168 Complication #2: Imperfect Coverage In practice, we can only reconstruct the genome in a number of pieces called contigs.

169 Complication #3: Errors in Reads Cause Bubbles CC TGCCG GCCGT CCGTA CGTAT GT TG GA TGGAC GGACA C TGCC GCCG CCGT CGTA GTAT T G TGGA GGAC GACA GCCGC CCGC Bubble! CGCA GCAT C C CCGCA CGCAT GC

170 Thank You! Questions?

Genome Reconstruction: A Puzzle with a Billion Pieces Phillip E. C. Compeau and Pavel A. Pevzner

Genome Reconstruction: A Puzzle with a Billion Pieces Phillip E. C. Compeau and Pavel A. Pevzner Genome Reconstruction: A Puzzle with a Billion Pieces Phillip E. C. Compeau and Pavel A. Pevzner Outline I. Problem II. Two Historical Detours III.Example IV.The Mathematics of DNA Sequencing V.Complications

More information

DNA Sequencing. Overview

DNA Sequencing.
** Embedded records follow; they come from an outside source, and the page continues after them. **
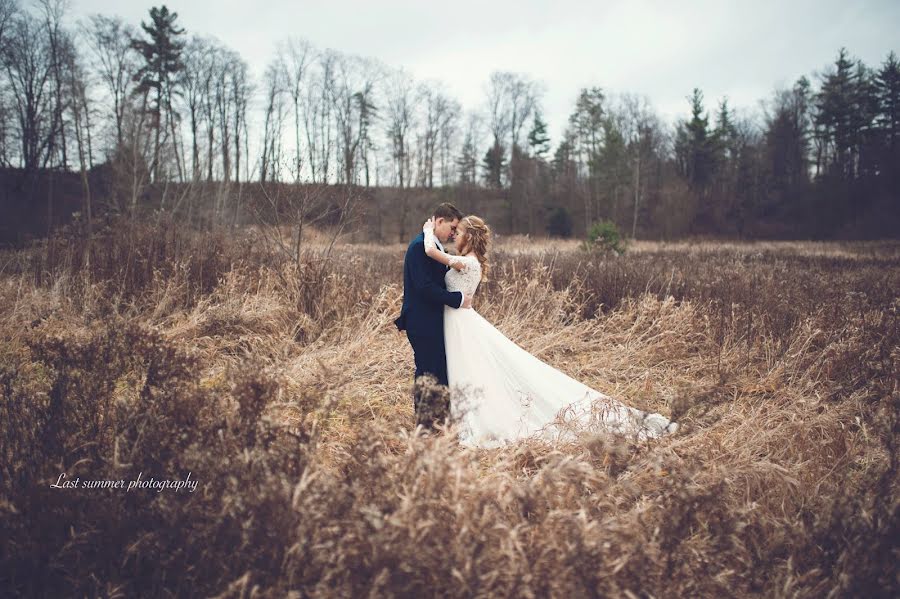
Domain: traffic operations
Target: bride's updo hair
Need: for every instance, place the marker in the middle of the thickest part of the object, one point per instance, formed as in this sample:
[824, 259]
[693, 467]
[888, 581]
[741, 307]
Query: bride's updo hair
[478, 239]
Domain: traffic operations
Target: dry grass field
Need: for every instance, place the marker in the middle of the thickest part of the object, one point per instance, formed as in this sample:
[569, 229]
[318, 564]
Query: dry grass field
[285, 391]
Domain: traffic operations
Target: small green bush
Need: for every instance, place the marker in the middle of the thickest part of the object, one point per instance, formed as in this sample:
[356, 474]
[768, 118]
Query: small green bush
[604, 236]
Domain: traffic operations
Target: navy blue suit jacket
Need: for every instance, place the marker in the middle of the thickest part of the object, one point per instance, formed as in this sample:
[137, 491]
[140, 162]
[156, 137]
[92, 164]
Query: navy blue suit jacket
[424, 293]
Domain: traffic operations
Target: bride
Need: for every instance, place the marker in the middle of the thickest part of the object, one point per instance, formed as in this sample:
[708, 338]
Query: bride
[510, 393]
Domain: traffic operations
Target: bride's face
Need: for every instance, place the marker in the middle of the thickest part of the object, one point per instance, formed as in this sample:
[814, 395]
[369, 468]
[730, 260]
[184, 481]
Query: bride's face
[461, 238]
[445, 229]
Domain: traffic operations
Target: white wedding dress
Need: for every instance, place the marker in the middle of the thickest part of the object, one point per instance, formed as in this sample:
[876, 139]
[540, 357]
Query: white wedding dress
[502, 393]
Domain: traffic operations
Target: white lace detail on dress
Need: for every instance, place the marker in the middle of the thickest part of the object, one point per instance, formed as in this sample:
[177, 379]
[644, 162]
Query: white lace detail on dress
[465, 280]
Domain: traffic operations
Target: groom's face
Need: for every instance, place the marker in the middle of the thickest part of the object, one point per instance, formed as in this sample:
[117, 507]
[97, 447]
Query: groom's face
[445, 230]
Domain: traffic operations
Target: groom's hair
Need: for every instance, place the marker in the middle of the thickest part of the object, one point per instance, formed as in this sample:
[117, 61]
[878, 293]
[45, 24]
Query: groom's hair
[447, 211]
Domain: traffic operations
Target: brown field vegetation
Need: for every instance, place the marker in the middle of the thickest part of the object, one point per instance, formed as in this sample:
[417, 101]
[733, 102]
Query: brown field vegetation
[285, 391]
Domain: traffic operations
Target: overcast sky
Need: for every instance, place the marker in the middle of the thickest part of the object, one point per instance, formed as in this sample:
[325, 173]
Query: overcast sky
[661, 49]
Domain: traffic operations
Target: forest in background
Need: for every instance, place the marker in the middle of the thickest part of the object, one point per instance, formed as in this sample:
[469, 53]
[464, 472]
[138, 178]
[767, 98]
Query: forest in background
[105, 117]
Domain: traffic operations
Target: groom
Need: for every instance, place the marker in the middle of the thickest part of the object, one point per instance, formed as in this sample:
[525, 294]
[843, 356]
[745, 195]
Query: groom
[424, 297]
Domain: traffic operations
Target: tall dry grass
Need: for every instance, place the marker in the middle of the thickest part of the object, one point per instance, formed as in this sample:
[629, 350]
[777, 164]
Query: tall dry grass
[285, 391]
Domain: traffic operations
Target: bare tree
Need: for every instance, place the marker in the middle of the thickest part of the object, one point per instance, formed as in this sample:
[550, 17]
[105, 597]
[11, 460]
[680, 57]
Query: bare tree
[400, 103]
[198, 60]
[295, 57]
[109, 39]
[272, 123]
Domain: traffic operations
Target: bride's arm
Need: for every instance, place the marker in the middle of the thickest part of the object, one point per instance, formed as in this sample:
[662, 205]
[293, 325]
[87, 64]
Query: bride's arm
[432, 251]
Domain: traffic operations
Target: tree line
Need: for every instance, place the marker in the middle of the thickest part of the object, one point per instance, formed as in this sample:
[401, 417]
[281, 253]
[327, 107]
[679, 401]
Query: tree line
[153, 105]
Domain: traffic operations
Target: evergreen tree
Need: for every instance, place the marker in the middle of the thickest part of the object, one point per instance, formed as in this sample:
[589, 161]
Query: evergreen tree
[494, 163]
[159, 73]
[887, 89]
[836, 103]
[538, 139]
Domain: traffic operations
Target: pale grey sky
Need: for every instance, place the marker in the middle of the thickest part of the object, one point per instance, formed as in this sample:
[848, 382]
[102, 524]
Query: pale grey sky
[661, 49]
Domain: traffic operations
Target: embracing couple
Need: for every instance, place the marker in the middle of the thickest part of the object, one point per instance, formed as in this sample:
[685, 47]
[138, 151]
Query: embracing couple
[510, 394]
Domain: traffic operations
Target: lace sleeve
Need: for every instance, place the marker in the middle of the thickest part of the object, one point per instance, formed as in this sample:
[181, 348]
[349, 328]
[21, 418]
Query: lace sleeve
[452, 260]
[429, 240]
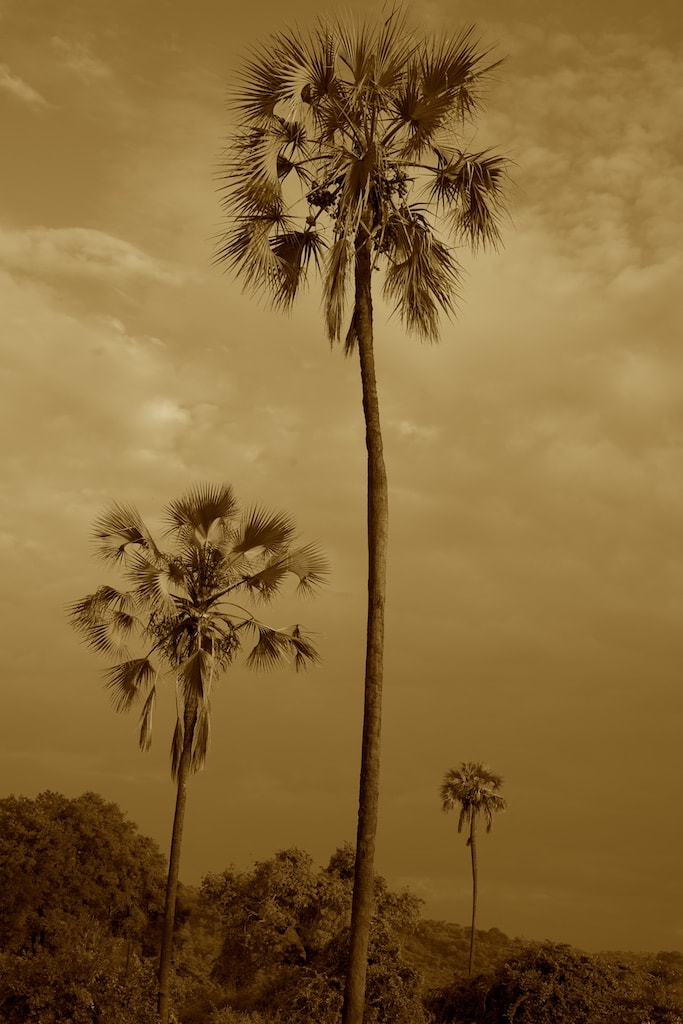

Overview BINF 3350, Genomics and Bioinformatics DNA Sequencing Young-Rae Cho Associate Professor Department of Computer Science Baylor University Overview Backgrounds Eulerian Cycles Problem Hamiltonian Cycles

More information

Pyramidal and Chiral Groupings of Gold Nanocrystals Assembled Using DNA Scaffolds

Pyramidal and Chiral Groupings of Gold Nanocrystals Assembled Using DNA Scaffolds Pyramidal and Chiral Groupings of Gold Nanocrystals Assembled Using DNA Scaffolds February 27, 2009 Alexander Mastroianni, Shelley Claridge, A. Paul Alivisatos Department of Chemistry, University of California,

More information

by the Genevestigator program (www.genevestigator.com). Darker blue color indicates higher gene expression.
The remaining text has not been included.